Highlights & Insights

  • Holistic System Approach: While previous works focus on either provers or autoformalizers, Mathesis connects NL→FL→proof for the first time, identifying formalization as the long-overlooked bottleneck.
  • Restrained Reward Engineering: Simple summation of two binary rewards without weighting is justified by the scale-insensitivity of GRPO's relative optimization, avoiding over-parameterization.
  • Fuzzy Integral Aggregation in LeanScorer: This elegantly balances zero-tolerance for major flaws (M0) with proportional penalties for minor ones, offering more nuance than binary judgments and more logic than simple averaging.
  • Value of Hierarchical Alignment: The strategy of using online RL for local verifiable signals followed by offline DPO for sparse global success signals is a generic paradigm for "grounding then refining."

Limitations & Future Work

  • Defining "formalization correctness" is inherently difficult—it often depends on whether it impedes the proof process (e.g., explicit domain declarations), a vagueness that poses challenges for both training and evaluation.
  • Full automation for practical deployment remains distant; Gaokao-Formal is limited to exam-style problems, with fewer extreme cases in geometry or combinatorics.
  • While the method is principles-based and transferable to Isabelle or Coq, it has only been validated on Lean 4.
  • Formal Theorem Proving (F2F): Models like DeepSeek-Prover-V2 assume formal inputs; Mathesis fills the "starting from NL" gap.
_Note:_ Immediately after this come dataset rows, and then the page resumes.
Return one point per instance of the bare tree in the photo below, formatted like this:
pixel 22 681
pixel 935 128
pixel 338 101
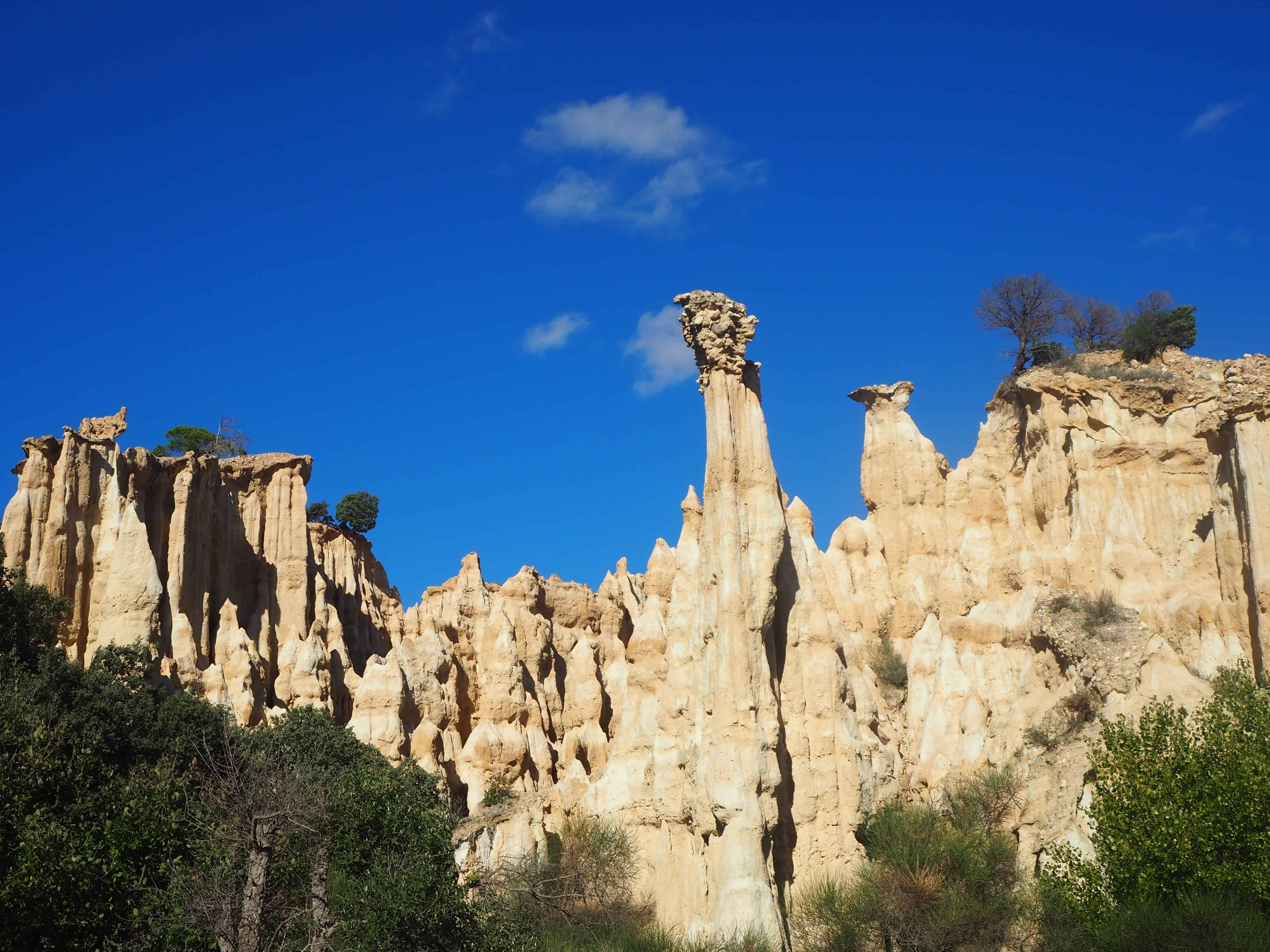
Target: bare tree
pixel 1028 306
pixel 1094 324
pixel 249 801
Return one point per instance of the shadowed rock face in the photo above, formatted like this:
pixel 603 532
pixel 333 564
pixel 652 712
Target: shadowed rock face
pixel 723 704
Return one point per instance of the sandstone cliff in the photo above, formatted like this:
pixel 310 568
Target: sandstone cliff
pixel 723 704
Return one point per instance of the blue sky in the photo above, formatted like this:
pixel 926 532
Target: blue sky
pixel 431 245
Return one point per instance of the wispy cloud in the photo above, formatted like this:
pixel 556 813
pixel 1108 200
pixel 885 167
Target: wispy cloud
pixel 660 342
pixel 639 130
pixel 1212 117
pixel 482 36
pixel 555 333
pixel 441 98
pixel 642 128
pixel 573 195
pixel 1178 237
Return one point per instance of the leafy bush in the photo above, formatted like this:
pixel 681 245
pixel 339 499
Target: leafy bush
pixel 1048 352
pixel 31 616
pixel 1182 831
pixel 186 440
pixel 319 512
pixel 1184 805
pixel 1083 705
pixel 359 512
pixel 940 878
pixel 1103 608
pixel 888 663
pixel 498 793
pixel 1095 612
pixel 1158 325
pixel 133 818
pixel 1042 735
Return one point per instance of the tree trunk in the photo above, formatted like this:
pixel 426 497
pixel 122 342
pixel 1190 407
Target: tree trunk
pixel 225 939
pixel 1020 361
pixel 257 883
pixel 323 926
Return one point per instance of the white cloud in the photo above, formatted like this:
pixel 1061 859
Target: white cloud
pixel 660 341
pixel 482 36
pixel 639 128
pixel 555 333
pixel 573 195
pixel 1184 235
pixel 441 98
pixel 1212 117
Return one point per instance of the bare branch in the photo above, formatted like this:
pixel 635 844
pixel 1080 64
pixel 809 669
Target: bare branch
pixel 1028 306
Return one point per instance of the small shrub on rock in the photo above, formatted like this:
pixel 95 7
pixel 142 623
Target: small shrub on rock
pixel 888 663
pixel 500 793
pixel 359 512
pixel 319 512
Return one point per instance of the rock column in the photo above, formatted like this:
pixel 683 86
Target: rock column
pixel 742 539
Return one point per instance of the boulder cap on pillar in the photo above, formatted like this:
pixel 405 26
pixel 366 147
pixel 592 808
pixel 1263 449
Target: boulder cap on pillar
pixel 718 331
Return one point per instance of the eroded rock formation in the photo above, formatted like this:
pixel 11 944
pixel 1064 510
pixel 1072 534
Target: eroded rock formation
pixel 723 704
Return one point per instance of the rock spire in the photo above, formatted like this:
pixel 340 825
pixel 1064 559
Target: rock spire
pixel 726 704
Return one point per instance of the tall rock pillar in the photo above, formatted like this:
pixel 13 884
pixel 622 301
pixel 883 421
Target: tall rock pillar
pixel 742 539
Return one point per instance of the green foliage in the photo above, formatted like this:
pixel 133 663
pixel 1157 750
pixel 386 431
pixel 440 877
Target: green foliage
pixel 319 512
pixel 888 663
pixel 1076 916
pixel 1042 735
pixel 1095 613
pixel 97 775
pixel 187 440
pixel 116 814
pixel 393 867
pixel 941 878
pixel 1184 805
pixel 1156 329
pixel 498 793
pixel 581 893
pixel 1182 815
pixel 30 615
pixel 1048 352
pixel 359 512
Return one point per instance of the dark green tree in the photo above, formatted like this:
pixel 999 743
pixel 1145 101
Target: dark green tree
pixel 1158 324
pixel 97 769
pixel 1184 803
pixel 1182 813
pixel 359 512
pixel 319 512
pixel 186 440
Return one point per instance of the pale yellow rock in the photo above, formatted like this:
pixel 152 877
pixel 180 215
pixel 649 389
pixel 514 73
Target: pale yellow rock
pixel 726 704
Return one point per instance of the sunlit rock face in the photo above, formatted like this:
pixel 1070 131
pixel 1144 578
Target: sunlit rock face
pixel 723 704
Unlike Lego-Prover, which requires informal proof drafts, Mathesis is fully automated from NL statements.
  • Autoformalization: Moving beyond prompting and static SFT (e.g., Kimina-Autoformalizer), Mathesis is the first to introduce online RL with prover feedback.
  • Semantic Evaluation: Compared to training-free LLM-as-a-Judge or the training-based FormalAlign, LeanScorer provides finer granularity and robustness via sub-task decomposition and fuzzy integration.
  • Insight: When the "final goal" is hard to supervise directly (proof success) but cheap proxy signals exist (compilation, semantic checks), a "multi-signal composite reward + hierarchical RL alignment" represents a highly reproducible path for complex reasoning tasks.

Rating

  • Novelty: ⭐⭐⭐⭐ First autoformalizer trained using online RL (with prover feedback); LeanScorer’s fuzzy integral and Gaokao-Formal are significant contributions.
  • Experimental Thoroughness: ⭐⭐⭐⭐ Covers MiniF2F, Putnam, and Gaokao; tests multiple provers and includes detailed ablations; missing cross-assistant validation is a minor detractor.
  • Writing Quality: ⭐⭐⭐⭐ Clearly defined tasks; intuitive diagrams; organized tables.
  • Value: ⭐⭐⭐⭐ Pushes formal reasoning towards real-world natural language problems and clearly identifies the formalization bottleneck.